Vida del afilador que ya no toca la flauta
Los esmolets sustituyen a la mítica moto con el generador por furgonetas y talleres
Cada vez es más difícil escuchar el sonido inconfundible de la flauta del afilador que, como una especie de flautista de Hamelín, saca de las casas todas las herramientas cortantes. “¡El afiladooooor! -gritan- ¡El afiladooooor!” Y con la ayuda de un generador y una motocicleta que chasquea y expulsa humo negro, hacen rodar la piedra que afila la hoja de los cuchillos. "Aún hay esmolets ambulantes, pero es una especie que está en peligro de extinción", sentencia Juli Casabó, que también se dedica a la profesión.
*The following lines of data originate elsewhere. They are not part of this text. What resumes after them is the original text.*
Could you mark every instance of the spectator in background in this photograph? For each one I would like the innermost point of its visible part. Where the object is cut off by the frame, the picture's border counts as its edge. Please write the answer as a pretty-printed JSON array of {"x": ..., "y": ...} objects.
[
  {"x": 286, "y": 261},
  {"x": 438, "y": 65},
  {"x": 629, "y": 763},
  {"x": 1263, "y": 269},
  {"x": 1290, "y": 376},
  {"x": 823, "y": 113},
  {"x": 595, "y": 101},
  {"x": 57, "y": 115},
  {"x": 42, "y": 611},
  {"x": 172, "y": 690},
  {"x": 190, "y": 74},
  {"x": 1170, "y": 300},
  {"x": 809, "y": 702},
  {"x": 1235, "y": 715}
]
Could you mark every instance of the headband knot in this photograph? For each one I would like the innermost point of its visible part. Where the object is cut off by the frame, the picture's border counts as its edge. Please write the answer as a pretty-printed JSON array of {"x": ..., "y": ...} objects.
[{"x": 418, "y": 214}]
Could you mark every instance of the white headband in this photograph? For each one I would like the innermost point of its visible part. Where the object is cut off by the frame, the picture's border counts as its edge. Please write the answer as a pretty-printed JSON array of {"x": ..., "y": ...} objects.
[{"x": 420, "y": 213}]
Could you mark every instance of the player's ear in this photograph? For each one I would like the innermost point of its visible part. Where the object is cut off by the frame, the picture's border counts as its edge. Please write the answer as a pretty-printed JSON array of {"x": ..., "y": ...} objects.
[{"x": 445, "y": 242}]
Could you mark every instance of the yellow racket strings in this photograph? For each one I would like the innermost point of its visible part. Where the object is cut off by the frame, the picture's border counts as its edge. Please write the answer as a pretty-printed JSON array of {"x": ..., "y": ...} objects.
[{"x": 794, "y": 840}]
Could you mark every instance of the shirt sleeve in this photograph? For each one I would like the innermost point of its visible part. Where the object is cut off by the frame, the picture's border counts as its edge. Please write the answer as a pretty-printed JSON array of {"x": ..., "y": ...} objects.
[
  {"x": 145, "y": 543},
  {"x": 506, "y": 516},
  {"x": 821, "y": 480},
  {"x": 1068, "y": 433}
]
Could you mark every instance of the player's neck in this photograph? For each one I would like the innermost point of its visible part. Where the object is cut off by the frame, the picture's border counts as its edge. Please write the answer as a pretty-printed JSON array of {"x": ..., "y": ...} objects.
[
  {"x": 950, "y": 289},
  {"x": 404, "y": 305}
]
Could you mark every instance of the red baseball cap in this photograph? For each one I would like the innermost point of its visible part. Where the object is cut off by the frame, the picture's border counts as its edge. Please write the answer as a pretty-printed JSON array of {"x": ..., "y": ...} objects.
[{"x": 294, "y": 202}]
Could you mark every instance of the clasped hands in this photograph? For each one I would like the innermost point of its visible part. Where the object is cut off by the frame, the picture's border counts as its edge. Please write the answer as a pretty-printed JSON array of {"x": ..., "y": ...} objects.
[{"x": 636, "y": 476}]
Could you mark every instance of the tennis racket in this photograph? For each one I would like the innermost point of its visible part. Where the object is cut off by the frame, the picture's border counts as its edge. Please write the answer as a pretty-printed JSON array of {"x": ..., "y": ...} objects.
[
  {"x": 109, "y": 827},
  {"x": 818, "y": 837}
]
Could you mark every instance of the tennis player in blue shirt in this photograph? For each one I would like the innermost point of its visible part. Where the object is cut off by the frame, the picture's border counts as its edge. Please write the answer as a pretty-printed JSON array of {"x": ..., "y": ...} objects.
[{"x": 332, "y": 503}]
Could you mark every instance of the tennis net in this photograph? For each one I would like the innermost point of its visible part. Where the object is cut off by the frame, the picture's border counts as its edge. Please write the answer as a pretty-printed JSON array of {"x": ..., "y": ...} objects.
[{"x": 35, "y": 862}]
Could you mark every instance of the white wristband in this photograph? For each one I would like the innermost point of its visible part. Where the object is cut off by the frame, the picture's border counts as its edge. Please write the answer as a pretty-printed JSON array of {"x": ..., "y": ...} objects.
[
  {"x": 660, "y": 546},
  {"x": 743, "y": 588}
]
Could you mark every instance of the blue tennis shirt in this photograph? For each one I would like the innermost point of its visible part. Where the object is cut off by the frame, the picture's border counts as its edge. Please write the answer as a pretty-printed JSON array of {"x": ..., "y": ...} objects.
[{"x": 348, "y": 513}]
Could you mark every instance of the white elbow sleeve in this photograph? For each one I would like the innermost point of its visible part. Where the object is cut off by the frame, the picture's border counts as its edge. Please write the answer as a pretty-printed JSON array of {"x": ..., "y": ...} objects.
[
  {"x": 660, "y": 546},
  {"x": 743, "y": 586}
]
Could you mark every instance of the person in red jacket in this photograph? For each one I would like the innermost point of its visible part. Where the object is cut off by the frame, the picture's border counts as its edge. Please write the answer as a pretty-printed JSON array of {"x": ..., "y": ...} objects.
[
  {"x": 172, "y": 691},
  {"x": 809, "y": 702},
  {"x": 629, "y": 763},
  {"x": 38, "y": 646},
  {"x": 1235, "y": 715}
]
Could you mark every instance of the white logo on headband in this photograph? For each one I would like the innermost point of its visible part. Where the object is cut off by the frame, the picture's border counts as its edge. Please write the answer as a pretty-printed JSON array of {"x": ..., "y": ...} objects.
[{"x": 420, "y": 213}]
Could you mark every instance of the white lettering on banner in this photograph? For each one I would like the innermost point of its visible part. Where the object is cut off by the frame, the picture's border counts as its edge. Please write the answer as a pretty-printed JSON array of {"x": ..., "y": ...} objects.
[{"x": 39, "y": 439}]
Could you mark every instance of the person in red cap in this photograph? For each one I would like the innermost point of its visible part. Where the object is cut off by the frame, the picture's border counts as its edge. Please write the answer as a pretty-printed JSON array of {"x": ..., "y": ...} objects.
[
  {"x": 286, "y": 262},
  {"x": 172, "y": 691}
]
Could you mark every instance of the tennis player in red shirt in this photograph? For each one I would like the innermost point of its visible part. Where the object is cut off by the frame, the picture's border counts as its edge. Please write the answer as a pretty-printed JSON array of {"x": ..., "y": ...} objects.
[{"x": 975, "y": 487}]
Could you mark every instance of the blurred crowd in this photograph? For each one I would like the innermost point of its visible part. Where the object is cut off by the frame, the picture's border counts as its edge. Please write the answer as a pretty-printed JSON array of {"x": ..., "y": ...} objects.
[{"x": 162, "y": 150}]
Pero los afiladores como Juli, que saben que el futuro de su trabajo pasa por más tecnificación, están muy lejos de desaparecer: “Nuestra profesión es tan antigua como la prostitución, sólo que se ha transformado ”, compara. Los esmolets no tienen ningún gremio ni asociación que los represente y no existen datos del sector. Sin embargo, el ARA ha contactado con diferentes profesionales y casi todos han jubilado la moto -si es que nunca la han tenido-, han invertido en coches o furgonetas bien equipadas y no tocan la flauta para avisar de su llegada. "Mis clientes son fijos y ya saben cada cuándo voy", asegura Josep Martos, que trabaja sobre todo para restaurantes de la zona del Alt Empordà.
Juli es de los que se compraron una furgoneta Volkswagen Transporter de segunda mano por 10.000 euros y la adaptaron para trabajar dentro. Puso un generador de 3.500 euros y dos máquinas de afilar que le costaron otros 5.000 euros. “Un amigo siempre me dice que soy el afilador 2.0”, ríe. Aprendió la profesión en un matadero y empezó a trabajar para sus clientes y de su padre cuando era comerciante y distribuidor de embutidos.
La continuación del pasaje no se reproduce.